Labour will set up an independent commission to examine how health and social care can be integrated to meet what Ed Miliband claims is the biggest challenge in the history of the NHS.
The Labour leader will highlight the gap between NHS and care demand which is expected in coming years, and current funding.
Mr Miliband will today claim integration is being damaged by the government’s “free market ideology”.
An Independent Commission on Whole-Person Care will be set up and led by former Department of Health clinical lead for efficiency and productivity Sir John Oldham, who is a GP.

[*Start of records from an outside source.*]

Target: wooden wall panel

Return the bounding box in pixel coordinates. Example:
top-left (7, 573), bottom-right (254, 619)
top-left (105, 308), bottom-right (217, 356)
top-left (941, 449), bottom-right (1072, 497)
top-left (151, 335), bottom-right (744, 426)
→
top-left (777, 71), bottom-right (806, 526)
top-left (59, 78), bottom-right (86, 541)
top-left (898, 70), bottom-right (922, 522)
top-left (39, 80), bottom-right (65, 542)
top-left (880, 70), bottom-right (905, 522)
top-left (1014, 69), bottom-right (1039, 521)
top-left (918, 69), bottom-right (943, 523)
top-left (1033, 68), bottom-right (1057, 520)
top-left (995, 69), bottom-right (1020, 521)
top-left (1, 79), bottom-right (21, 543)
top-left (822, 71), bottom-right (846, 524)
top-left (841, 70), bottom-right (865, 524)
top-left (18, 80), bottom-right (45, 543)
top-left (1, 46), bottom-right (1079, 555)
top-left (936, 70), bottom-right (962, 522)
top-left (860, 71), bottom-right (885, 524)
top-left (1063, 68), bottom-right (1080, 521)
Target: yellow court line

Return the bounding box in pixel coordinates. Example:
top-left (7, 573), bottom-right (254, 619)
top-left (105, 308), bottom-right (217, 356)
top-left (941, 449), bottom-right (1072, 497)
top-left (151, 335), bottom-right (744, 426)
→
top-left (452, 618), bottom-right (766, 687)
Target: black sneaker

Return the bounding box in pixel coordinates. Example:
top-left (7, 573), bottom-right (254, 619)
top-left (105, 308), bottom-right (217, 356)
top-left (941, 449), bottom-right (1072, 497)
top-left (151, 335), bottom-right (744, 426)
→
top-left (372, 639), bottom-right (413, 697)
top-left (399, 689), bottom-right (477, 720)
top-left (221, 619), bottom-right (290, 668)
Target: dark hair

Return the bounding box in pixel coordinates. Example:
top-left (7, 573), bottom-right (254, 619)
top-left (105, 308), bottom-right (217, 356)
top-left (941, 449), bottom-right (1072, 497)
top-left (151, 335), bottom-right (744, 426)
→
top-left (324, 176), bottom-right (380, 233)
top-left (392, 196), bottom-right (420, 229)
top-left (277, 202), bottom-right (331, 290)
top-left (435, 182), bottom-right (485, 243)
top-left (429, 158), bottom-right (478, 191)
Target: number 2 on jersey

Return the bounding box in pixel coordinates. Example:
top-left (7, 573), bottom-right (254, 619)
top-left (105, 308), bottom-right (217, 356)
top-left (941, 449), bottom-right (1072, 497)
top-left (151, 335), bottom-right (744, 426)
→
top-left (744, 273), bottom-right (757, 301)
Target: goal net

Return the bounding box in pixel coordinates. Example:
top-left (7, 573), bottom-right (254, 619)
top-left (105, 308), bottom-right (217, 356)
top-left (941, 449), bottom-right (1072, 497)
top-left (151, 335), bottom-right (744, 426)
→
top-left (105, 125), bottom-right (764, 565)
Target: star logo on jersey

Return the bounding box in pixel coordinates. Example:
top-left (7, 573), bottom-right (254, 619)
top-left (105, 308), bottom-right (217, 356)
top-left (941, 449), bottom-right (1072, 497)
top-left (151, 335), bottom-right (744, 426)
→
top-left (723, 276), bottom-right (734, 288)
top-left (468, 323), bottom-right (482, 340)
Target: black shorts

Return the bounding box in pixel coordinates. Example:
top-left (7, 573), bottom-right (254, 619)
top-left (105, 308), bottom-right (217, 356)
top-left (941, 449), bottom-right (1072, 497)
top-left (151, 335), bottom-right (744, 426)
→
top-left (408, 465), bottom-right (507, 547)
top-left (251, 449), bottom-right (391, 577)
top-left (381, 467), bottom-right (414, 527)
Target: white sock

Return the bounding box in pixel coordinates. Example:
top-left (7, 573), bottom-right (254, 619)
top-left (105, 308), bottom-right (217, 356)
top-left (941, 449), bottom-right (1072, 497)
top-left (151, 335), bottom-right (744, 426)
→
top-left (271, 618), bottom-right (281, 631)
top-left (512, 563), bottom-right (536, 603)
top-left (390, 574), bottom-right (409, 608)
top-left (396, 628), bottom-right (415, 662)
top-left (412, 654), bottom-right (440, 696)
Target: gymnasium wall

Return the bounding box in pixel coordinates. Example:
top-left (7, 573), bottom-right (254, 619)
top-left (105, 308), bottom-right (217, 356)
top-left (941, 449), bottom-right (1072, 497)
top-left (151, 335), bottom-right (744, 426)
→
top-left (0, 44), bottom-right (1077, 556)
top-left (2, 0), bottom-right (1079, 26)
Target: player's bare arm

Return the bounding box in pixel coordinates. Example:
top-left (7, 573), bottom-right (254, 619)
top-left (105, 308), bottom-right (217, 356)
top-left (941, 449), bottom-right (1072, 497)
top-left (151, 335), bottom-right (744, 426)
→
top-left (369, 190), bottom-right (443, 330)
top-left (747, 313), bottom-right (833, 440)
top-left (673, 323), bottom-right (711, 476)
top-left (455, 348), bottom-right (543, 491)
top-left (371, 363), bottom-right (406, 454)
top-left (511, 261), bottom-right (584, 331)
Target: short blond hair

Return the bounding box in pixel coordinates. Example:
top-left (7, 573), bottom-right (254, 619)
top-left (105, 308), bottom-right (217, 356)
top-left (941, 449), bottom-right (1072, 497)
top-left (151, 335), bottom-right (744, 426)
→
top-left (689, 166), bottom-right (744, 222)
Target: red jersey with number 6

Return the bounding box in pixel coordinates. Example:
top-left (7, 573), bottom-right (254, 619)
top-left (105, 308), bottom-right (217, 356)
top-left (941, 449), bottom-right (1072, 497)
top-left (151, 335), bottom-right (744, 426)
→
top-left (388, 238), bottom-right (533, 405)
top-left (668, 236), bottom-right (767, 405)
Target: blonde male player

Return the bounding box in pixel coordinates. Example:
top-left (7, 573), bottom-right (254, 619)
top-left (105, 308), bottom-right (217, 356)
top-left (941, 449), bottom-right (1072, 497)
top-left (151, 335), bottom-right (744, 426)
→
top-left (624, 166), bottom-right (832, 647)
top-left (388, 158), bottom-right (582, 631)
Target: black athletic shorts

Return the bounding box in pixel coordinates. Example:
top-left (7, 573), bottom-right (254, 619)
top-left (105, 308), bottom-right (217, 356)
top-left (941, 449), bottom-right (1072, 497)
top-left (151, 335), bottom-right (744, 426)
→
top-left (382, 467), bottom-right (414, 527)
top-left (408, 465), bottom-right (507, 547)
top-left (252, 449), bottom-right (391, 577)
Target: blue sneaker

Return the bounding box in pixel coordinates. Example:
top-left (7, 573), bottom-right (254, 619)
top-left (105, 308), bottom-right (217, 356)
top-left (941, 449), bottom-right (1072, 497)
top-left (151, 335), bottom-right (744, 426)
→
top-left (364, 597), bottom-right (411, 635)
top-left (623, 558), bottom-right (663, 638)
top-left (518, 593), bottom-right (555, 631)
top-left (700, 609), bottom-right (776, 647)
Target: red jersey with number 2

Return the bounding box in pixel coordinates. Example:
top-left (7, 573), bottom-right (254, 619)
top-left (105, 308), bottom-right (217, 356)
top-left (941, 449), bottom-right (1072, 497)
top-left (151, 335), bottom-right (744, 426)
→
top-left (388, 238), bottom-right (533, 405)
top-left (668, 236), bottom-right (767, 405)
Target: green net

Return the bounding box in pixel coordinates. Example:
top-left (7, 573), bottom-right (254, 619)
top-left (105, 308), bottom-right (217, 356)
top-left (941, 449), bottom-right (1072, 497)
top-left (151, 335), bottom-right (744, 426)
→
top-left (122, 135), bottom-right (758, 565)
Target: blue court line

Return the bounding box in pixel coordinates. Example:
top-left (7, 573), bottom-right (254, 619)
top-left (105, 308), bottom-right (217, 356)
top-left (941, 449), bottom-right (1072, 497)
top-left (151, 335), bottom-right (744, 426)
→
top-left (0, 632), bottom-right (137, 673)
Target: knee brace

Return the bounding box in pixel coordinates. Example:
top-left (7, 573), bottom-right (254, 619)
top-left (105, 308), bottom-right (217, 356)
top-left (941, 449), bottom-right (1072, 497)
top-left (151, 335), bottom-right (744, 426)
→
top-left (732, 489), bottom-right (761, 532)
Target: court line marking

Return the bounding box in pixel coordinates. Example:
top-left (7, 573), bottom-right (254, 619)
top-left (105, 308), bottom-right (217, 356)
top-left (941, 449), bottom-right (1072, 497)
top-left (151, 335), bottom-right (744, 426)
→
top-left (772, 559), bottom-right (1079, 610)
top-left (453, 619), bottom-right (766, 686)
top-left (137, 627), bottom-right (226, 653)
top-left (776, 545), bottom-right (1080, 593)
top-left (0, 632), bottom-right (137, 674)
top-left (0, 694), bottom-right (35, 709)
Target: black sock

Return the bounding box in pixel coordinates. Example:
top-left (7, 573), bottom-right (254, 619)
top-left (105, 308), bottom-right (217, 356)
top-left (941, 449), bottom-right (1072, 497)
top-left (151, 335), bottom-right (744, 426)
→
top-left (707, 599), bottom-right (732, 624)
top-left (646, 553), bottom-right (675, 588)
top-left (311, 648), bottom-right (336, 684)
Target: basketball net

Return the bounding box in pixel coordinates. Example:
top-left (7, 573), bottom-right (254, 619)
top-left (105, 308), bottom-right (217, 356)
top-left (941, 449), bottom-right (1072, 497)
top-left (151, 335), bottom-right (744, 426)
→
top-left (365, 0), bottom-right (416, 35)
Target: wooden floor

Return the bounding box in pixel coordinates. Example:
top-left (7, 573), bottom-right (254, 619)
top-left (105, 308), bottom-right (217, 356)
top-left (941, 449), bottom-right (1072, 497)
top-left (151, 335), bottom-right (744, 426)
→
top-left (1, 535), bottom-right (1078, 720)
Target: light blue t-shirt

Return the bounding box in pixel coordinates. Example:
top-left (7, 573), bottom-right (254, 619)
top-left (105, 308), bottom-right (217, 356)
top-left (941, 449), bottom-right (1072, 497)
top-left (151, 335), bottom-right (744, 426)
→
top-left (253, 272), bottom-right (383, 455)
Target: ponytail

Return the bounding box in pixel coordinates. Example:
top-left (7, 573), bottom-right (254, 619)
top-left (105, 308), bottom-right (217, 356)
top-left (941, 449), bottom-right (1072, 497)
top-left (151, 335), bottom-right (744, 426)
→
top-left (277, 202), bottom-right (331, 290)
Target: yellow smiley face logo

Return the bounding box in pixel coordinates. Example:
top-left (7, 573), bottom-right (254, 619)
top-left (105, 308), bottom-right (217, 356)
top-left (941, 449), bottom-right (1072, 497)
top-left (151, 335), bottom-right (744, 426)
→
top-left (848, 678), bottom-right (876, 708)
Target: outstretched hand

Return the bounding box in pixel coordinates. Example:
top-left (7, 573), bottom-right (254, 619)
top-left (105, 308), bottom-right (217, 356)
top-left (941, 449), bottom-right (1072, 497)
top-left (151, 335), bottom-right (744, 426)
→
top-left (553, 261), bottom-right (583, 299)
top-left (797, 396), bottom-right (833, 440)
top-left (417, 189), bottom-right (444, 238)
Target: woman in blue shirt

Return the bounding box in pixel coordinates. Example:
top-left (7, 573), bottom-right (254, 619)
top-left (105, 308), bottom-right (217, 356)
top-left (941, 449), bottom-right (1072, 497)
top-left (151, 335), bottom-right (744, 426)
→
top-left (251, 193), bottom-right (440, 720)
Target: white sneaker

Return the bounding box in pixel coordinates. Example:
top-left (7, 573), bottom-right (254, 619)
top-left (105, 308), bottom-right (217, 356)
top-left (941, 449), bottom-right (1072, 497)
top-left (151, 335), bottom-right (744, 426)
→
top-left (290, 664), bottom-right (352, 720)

Launching the commission on a visit to Lancashire today, Mr Miliband was expected to say: “The NHS is facing the biggest challenge in its history. The toughest financial pressures for 50 years are colliding with our rising need for care as society gets older and we see more people with chronic illnesses like cancer, diabetes and dementia.
“The NHS will always be a priority for expenditure under a Labour government, but we must make every pound we spend go further at a time when our NHS faces the risk of being overwhelmed by a crisis in funding because of care needs by the end of this decade.
“When the NHS was in crisis in the 1990s, Labour was able to save it by combining reform with unprecedented increases in funding. We know that budgets will be tighter under the next Labour government. But even in these tough times we want the NHS to provide a better service for patients.
“The changes we propose will ensure that - but they do something else too. They will save billions of pounds which can be better spent elsewhere in the NHS.
“These reforms are necessary if we are going to ensure that the high quality effective NHS, which the British people expect, is affordable in the decades to come.”
Mr Miliband will highlight figures from the Nuffield Trust which show growing care needs will leave a shortfall of up to £29 billion a year by 2020 in NHS funding unless there are improvements in the way services are delivered.
Under the Labour plans more care will be provided directly in people’s homes, there will be a greater focus on prevention and better co-ordination between different branches of the system.
Mr Miliband will say: “In the 21st Century, the challenge is to organise services around the needs of patients, rather than patients around the needs of services. That means teams of doctors, nurses, social workers and therapists all working together.
“It means care being arranged by a single person who you know - ending the frustration of families being passed around between different organisations and having to repeat the same information over and over again.
“It means a greater focus on preventing people getting ill and more care being provided directly in people’s homes so they avoid unnecessary hospital visits.”
In an attack on the coalition’s health reforms, Mr Miliband will say “attempts to integrate care are being harmed by David Cameron’s push to turn the NHS into a full-blown market”.
Labour’s plans will be based on principles of “co-operation and integration rather than imposing fragmentation and free market ideology”.
He will add: “Labour created the NHS after 1945. New Labour rescued the NHS after 1997. One Nation Labour will renew it for the 21st Century.”
Members of the commission
Sir John Oldham (chair)
Former national clinical lead, quality and productivity, at the Department of Health
Richard Smith
Chair at Patients Best and former editor of BMJ
Dr Angela Coulter
Department of public health, University of Oxford, and Informed Medical Decisions Foundation, Boston
Marion Dinwoodie
CEO at Kent Community Health Trust
Hilary Chapman
Chief nurse and chief operating officer at Sheffield Teaching Foundation Trust
Jeremy Hughes
CEO at the Alzheimer’s Society
Sally Brearley
Lay member of the National Quality Board and Sutton CCG lay member; chair at the Nursing and Care Quality Forum.
Ian Philp
Professor of heathcare for older people at the University of Warwick, former national clinical director for older people
Jay Stickland
Head of adult care at Greenwich Social Services
Peter Hay
Director of social care in Birmingham and former president of ADAS
A GP leader will be joining the Commission and will be named shortly.